三の鞠

 その知らせは寝耳の水となって氏真を襲った。父、今川義元が、尾張の桶狭間の地において、織田信長の軍勢に討たれたというのである。

「松平元康はどうした」

 松平元康とは、元服した竹千代の現在の名である。

「御生存のよしに御座います」

「よし。速やかに連絡を取れ。元康に三河を案内あないさせ、再び織田を攻める。仇討合戦を果たさねばならぬ」

 だが、それからしばらくして入った続いての連絡は、その目算を木っ端みじんに粉砕するしつのものであった。

「松平元康殿、御謀反! 当家よりの使者、弓もて追われたるとの急報に御座います!」

「なんと」

 氏真は絶句した。なるほど、松平家を三河に再興し、今川家を裏切るならば、今をいて機は他にないであろう。だが、こちらにしてみればたまったものではない。

「元康どの……いなや、竹千代。やってくれおったな」

 氏真は唇を噛んだ。この状況で三河を喪失したら、もはや仇討合戦どころか、今川家の体制を再度整え直せるかどうかも危うい。才器とは言えぬまでも武将として人並みの感覚は備えている氏真には、それがよく分かった。

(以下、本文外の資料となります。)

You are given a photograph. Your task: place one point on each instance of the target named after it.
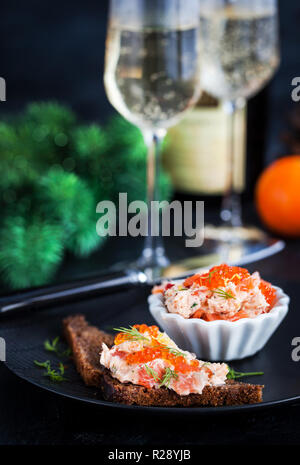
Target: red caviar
(219, 276)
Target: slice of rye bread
(86, 344)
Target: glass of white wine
(239, 55)
(151, 78)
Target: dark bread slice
(86, 344)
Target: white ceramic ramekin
(220, 340)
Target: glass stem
(231, 214)
(153, 254)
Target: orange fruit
(278, 196)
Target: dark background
(55, 50)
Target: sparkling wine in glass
(152, 78)
(239, 55)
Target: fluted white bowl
(220, 339)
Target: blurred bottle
(196, 153)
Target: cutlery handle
(57, 295)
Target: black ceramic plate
(25, 334)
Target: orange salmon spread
(222, 293)
(145, 356)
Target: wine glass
(239, 55)
(152, 77)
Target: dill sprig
(165, 380)
(167, 377)
(232, 374)
(223, 293)
(54, 375)
(132, 333)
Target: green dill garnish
(51, 373)
(132, 334)
(42, 364)
(223, 293)
(53, 346)
(232, 374)
(152, 373)
(167, 377)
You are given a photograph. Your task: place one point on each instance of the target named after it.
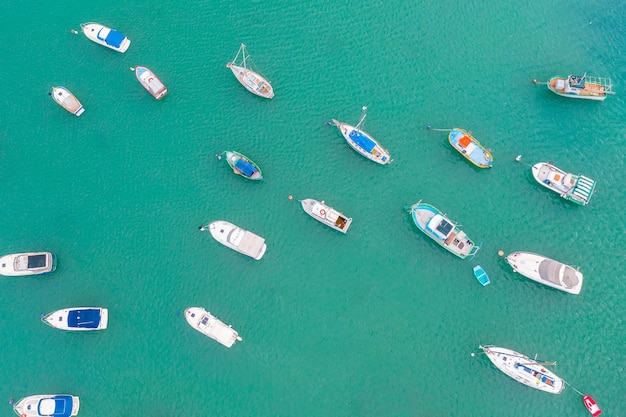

そしておそらくはこの先、織田家の勢いの前に、今川家が再び優位を取り戻す日は二度と来ないであろうということも。


 果たしてそれから九年ののち、戦国大名今川氏は滅亡を遂げることになる。 氏真はその後にも生き延びたが、それからどこでどうして暮したのか、詳しいことは分かっていない。

ただ、そこからさらに六年ののち、つまり父・義元を討たれた桶狭間の戦いの十五年後、氏真が織田信長と、その同盟者となっていた徳川家康に面会し、信長に請われてその前で蹴鞠を披露したという話は伝わっている。

 ただし、このとき氏真が何をどう思って蹴鞠を披露したのかについては、本人自身の遺した日記の中においても全く触れられていない。